El sufrimiento de este Jocker intenta evadir toda responsabilidad y culpar al destino de todos los errores de carácter a los que dará rienda suelta luego de su rompimiento mental, una vez que la figura de La madre, su madre -a quien tiene en alta estima-, se fractura para demostrarle que no es la santa sufrida y abnegada que resiste estoicamente los embates de un cruel destino a la que fue arrojada por la vida y por la sociedad corrupta representada por Thomas Wayne. En esa fantasía, unos son corruptos y cada uno de sus actos es inhumano, mientras que otros son  nobles y, por ende, todas sus acciones están justificadas. La lógica del razonamiento que va de “el que mi madre me dice que es mi padre, un hombre rico y privilegiado, representante de quienes detentan el poder, no me reconoce y es malo conmigo como lo fue con mi madre, por lo tanto, la sociedad, los ricos, quienes tengan mejor suerte que yo y no estén dispuestos a aceptarme sólo por ser quien soy deben ser exterminados”, por decir lo menos, resulta un tren de pensamiento infantiloide, propio del mainstream contemporáneo que ha sido tratado y denunciado con mayor crudeza en El Señor de las moscas o El corazón de las Tinieblas, por citar un par de ejemplos. Es probable que para la idiosincrasia estadounidense y/o protestante anglosajona, haga sentido que la mente de un hombre, de por sí atormentado, se quiebre frente a una mala racha, sin embargo, incluso allí, hay ejemplos mucho más dramáticos e intensos, y menos pretenciosos, acerca de la enajenación, la desesperación y la desesperanza del hombre común, como por ejemplo Falling Down con Michael Douglas o Taxi Driver de Scorsese.
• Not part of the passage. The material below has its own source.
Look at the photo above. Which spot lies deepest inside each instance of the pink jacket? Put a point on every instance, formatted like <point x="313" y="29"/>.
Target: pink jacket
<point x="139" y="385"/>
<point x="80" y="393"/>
Por otra parte, si hablamos de una ciudad monstruosa, cuyos habitantes a fuerza de dolor se han vuelto indolentes y donde no hay espacio o conmiseración para los marginados, pero tampoco para esa clase hacinada en su tediosa, monótona y desgastante rutina, podemos hablar de la Ciudad de México donde no se puede vivir bien ni morir bien, hablando en términos materiales, excepto claro, que se pertenezca a un grupo de poder, privilegiado o de clase alta. De lo contrario habrá que conformarse con comer grasas saturadas sentado en alguna banqueta frente a una concurrida avenida, o de pie en una esquina; habrá que resignarse a sufrir de asfixiantes aglomeraciones y hacer larguísimas filas y extenuantes esperas; habría que entender que los mecanismos de civilidad y cultura en México funcionan como medios de castigo y por lo mismo, resulta obvio que el mexicano promedio no desee practicarlos en su intimidad, lo que ocasione una diluida integridad como ser social y una líquida manera de entender las relaciones interpersonales. ¿Quién se beneficia de que la clase trabajadora, “los jodidos”, estén mal dormidos, mal comidos, mal cogidos; que sea común andar por la calle con la frustración expuesta, exasperados y ansiosos, tan hirviendo por dentro como anulados emocionalmente por fuera; volcados sobre vacuos esparcimientos y primarios evasores; tan contradictoriamente autoexplotados como indiferentes y reprimidos? Sabiendo que se castiga la honradez y la excelencia y se premia la mediocridad, la corrupción y el servilismo; con una tradición en cuanto a la educación sentimental proveniente de las telenovelas, ¿quién, que no tenga una visión de víctima sostenida por la casualidad, podría sentirse realmente aludido, representado o catartizado con un personaje como esta versión de Jocker? Y, sin embargo, así fue; retomado por las recientes protestas antirracistas, podemos decir que hay toda una generación que no percibe en sí ninguna responsabilidad sobre sus circunstancias. Secuestrado por las ideologías de moda y lo políticamente correcto, el criterio de un sector aburguesado reduce los hechos a tópicos romantizados de revolución y anarquía. Equiparar un argumento fallidamente tratado, de comedia de acción romántica como el de Jocker, con los principios vitales y filosóficos que dieron identidad a movimientos sociales históricos, es banalizar los procesos históricos, convertirlos en un cuento de hadas.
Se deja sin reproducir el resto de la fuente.